Study Type - Therapy (prospective cohort) Level of Evidence 2b What's known on the subject? and What does the study add? Stone density on non-contrast computed tomography (NCCT) is reported to be a prognosis factor for extracorporeal shockwave lithotripsy (ESWL). In this prospective study, we determined that a 970 HU threshold of stone density is a very specific and sensitive threshold beyond which the likelihood to be rendered stone free is poor. Thus, NCCT evaluation of stone density before ESWL may useful to identify which patients should be offered alternative treatment to optimise their outcome.

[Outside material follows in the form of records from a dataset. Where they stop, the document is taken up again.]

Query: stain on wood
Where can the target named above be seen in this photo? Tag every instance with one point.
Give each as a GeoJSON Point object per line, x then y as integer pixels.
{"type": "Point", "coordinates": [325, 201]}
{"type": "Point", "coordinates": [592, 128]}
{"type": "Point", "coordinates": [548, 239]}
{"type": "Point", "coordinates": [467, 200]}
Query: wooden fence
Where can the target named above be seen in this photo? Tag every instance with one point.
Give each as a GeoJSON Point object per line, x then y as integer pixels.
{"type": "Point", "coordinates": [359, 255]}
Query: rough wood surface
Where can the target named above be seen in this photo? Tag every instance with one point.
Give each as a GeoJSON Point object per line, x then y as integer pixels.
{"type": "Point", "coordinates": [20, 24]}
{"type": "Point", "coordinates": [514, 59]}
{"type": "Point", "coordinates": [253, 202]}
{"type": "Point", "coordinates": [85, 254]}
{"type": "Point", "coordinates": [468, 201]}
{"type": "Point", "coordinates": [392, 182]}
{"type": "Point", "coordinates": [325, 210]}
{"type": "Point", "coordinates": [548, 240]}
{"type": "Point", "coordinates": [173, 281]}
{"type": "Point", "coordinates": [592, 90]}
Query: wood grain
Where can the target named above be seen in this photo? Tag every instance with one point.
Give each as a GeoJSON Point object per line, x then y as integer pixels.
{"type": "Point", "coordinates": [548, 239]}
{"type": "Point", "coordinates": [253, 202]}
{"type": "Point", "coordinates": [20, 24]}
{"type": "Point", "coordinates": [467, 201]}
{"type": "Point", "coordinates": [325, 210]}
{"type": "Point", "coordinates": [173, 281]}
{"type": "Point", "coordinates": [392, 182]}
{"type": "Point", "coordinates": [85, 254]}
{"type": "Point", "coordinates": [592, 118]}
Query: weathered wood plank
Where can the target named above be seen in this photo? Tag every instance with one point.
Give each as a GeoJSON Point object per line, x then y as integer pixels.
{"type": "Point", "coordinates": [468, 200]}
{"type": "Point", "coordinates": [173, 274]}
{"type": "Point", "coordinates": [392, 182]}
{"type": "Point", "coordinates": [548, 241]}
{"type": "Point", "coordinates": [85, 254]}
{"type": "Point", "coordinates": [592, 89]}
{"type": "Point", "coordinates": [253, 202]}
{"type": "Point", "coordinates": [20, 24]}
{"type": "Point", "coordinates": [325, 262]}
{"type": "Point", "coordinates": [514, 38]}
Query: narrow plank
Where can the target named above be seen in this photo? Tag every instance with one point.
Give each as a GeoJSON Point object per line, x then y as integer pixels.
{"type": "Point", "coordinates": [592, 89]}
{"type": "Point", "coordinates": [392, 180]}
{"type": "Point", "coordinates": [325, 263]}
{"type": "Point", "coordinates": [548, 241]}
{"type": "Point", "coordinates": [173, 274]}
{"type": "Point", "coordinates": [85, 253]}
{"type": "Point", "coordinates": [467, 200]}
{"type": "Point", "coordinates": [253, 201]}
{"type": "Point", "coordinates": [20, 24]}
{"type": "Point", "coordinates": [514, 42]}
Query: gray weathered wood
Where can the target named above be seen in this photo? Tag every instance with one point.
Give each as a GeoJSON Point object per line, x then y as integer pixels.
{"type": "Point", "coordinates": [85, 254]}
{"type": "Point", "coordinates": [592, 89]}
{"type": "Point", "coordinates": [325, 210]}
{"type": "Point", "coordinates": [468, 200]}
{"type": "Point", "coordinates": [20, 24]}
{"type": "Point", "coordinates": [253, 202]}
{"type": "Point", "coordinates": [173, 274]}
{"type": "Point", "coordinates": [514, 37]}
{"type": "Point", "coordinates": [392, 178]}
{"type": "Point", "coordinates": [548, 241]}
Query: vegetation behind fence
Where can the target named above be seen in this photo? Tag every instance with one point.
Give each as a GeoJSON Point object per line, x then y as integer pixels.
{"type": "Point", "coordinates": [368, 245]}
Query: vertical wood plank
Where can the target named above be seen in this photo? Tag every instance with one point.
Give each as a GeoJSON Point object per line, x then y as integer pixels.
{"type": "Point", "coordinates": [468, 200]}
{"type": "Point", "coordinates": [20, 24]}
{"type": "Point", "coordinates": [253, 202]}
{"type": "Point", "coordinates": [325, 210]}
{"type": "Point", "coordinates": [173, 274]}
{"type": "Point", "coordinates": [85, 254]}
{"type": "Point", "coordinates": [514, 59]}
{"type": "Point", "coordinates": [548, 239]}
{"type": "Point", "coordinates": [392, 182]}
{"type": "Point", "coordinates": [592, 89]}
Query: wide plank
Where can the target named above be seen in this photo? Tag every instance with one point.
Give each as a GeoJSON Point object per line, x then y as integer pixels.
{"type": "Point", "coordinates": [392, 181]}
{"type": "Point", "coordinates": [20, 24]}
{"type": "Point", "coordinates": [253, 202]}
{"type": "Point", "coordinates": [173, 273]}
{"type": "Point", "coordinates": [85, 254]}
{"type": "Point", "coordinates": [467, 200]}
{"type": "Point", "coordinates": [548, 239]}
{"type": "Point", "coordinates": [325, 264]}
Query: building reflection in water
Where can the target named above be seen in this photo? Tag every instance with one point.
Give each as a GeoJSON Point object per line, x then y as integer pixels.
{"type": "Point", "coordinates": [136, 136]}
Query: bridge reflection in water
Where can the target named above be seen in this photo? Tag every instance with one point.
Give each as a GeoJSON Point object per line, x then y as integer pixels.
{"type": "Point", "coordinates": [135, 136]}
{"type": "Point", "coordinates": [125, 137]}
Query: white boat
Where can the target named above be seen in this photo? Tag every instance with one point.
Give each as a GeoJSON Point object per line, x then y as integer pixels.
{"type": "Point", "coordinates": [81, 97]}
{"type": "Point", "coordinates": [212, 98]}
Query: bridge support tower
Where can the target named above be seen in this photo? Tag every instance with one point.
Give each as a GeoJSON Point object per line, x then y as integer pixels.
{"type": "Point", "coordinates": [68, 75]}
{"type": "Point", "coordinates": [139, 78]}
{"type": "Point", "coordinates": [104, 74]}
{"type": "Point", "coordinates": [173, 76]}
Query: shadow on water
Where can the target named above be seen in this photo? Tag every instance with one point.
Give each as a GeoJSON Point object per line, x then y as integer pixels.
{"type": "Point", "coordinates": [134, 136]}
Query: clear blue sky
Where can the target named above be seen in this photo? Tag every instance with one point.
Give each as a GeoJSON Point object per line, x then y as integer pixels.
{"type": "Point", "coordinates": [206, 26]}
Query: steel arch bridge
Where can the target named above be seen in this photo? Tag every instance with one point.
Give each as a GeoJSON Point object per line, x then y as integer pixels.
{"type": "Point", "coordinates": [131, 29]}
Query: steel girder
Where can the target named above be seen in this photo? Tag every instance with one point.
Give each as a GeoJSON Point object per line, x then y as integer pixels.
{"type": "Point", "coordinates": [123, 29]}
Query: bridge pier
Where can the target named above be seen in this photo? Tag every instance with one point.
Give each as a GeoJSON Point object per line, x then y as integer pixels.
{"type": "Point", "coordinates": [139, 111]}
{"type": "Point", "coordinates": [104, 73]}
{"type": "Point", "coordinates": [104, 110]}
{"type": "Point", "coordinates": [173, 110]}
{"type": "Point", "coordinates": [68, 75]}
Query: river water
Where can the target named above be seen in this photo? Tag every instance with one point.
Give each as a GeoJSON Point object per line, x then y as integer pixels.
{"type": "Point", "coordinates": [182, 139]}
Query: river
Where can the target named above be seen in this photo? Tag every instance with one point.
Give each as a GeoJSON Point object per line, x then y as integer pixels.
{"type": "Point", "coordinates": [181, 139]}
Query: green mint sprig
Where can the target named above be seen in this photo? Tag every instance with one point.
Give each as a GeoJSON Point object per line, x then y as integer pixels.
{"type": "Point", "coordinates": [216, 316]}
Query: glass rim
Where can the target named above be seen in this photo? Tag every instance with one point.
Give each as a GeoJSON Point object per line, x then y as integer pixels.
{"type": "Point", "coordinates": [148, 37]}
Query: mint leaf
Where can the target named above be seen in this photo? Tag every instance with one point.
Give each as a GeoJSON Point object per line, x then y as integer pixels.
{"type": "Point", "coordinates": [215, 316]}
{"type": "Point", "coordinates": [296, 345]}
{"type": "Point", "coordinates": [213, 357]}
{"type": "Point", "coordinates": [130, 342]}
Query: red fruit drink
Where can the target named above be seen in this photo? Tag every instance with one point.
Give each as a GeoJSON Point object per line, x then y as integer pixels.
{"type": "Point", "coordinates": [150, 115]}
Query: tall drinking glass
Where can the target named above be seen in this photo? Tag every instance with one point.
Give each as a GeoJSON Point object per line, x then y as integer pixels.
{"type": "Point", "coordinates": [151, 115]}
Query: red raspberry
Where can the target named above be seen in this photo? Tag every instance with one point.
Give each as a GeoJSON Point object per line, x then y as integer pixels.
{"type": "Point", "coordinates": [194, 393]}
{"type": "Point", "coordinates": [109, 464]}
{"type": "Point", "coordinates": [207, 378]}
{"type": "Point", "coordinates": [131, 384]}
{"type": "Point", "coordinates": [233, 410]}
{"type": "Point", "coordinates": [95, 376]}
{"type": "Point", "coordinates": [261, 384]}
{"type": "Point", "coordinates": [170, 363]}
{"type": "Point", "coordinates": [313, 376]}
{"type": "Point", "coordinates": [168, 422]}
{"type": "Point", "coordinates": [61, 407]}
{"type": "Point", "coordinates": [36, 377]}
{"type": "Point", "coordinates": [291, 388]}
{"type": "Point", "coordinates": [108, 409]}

OBJECTIVE: To evaluate the usefulness of measuring urinary calculi attenuation values by non-contrast computed tomography (NCCT) for predicting the outcome of treatment by extracorporeal shockwave lithotripsy (ESWL).
PATIENTS AND METHODS: We prospectively evaluated 50 patients with urinary calculi of 5-22 mm undergoing ESWL. All patients had NCCT at 120 kV and 100 mA on a spiral CT scanner. Patient age, sex, body mass index, stone laterality, stone size, stone attenuation values (Hounsfield units [HU]), stone location, and presence of JJ stent were studied as potential predictors. The outcome was evaluated 4 weeks after the ESWL session by NCCT. ESWL success was defined as patients being stone-free (SF) or with remaining stone fragments of <4 mm, which were considered as clinically insignificant residual fragments (CIRF).
RESULTS: Our survey concluded that 26 patients (52%) were SF, 12 (24%) had CIRF and 12 (24%) had residual fragment on NCCT after a one ESWL treatment. Stones of patients who became SF or had CIRF had a lower density compared with stones in patients with residual fragments [mean (sd) 715 (260) vs 1196 (171) HU, P < 0.001]. The Youden Index showed that a stone density of 970 HU represented the most sensitive (100%) and specific (81%) point on the receiver-operating characteristic curve. The stone-free rate for stones of <970 HU was 96% vs 38% for stones of ≥970 HU (P < 0.001). A linear relationship between the calculus density and the success rate of ESWL was identified.
CONCLUSION: The use of NCCT to determine the attenuation values of urinary calculi before ESWL helps to predict treatment outcome, and, consequently, could be helpful in planning alternative treatment for patients with a likelihood of a poor outcome from ESWL.
© 2012 THE AUTHORS. BJU INTERNATIONAL © 2012 BJU INTERNATIONAL
BJU Int. 2012 Feb 28. doi: 10.1111/j.1464-410X.2012.10964.x. [Epub ahead of print]
PMID: 22372937 [PubMed - as supplied by publisher]
Analysis of treatment outcome of one ESWL session was carried out. The conclusion was that for an HU-value above 970 the stone-free rate was low compared with that recorded for HU levels below 970. This result confirms the well-known fact that hard and dense stones are more difficult to disintegrate and might require repeated treatment sessions for satisfactory fragment size. It is of note that all patients in this study were treated with a shockwave frequency of 90/min and that the majority of the patients (58%) had their stones in the renal pelvis. For stones close to the spine shockwave power might have been reduced by interference with skeletal structures. Such a factor might have been particularly important for poor disintegration of the hard stones. Nothing is mentioned about the energy levels used.
In terms of stone location there was obviously no difference in success since there were 33% failures for both lower calyx and upper/mid calyx stones.
My interpretation of this report is that for stones with HU above 970 more shockwave energy and repeated session should be anticipated in order to get a satisfactory result with ESWL.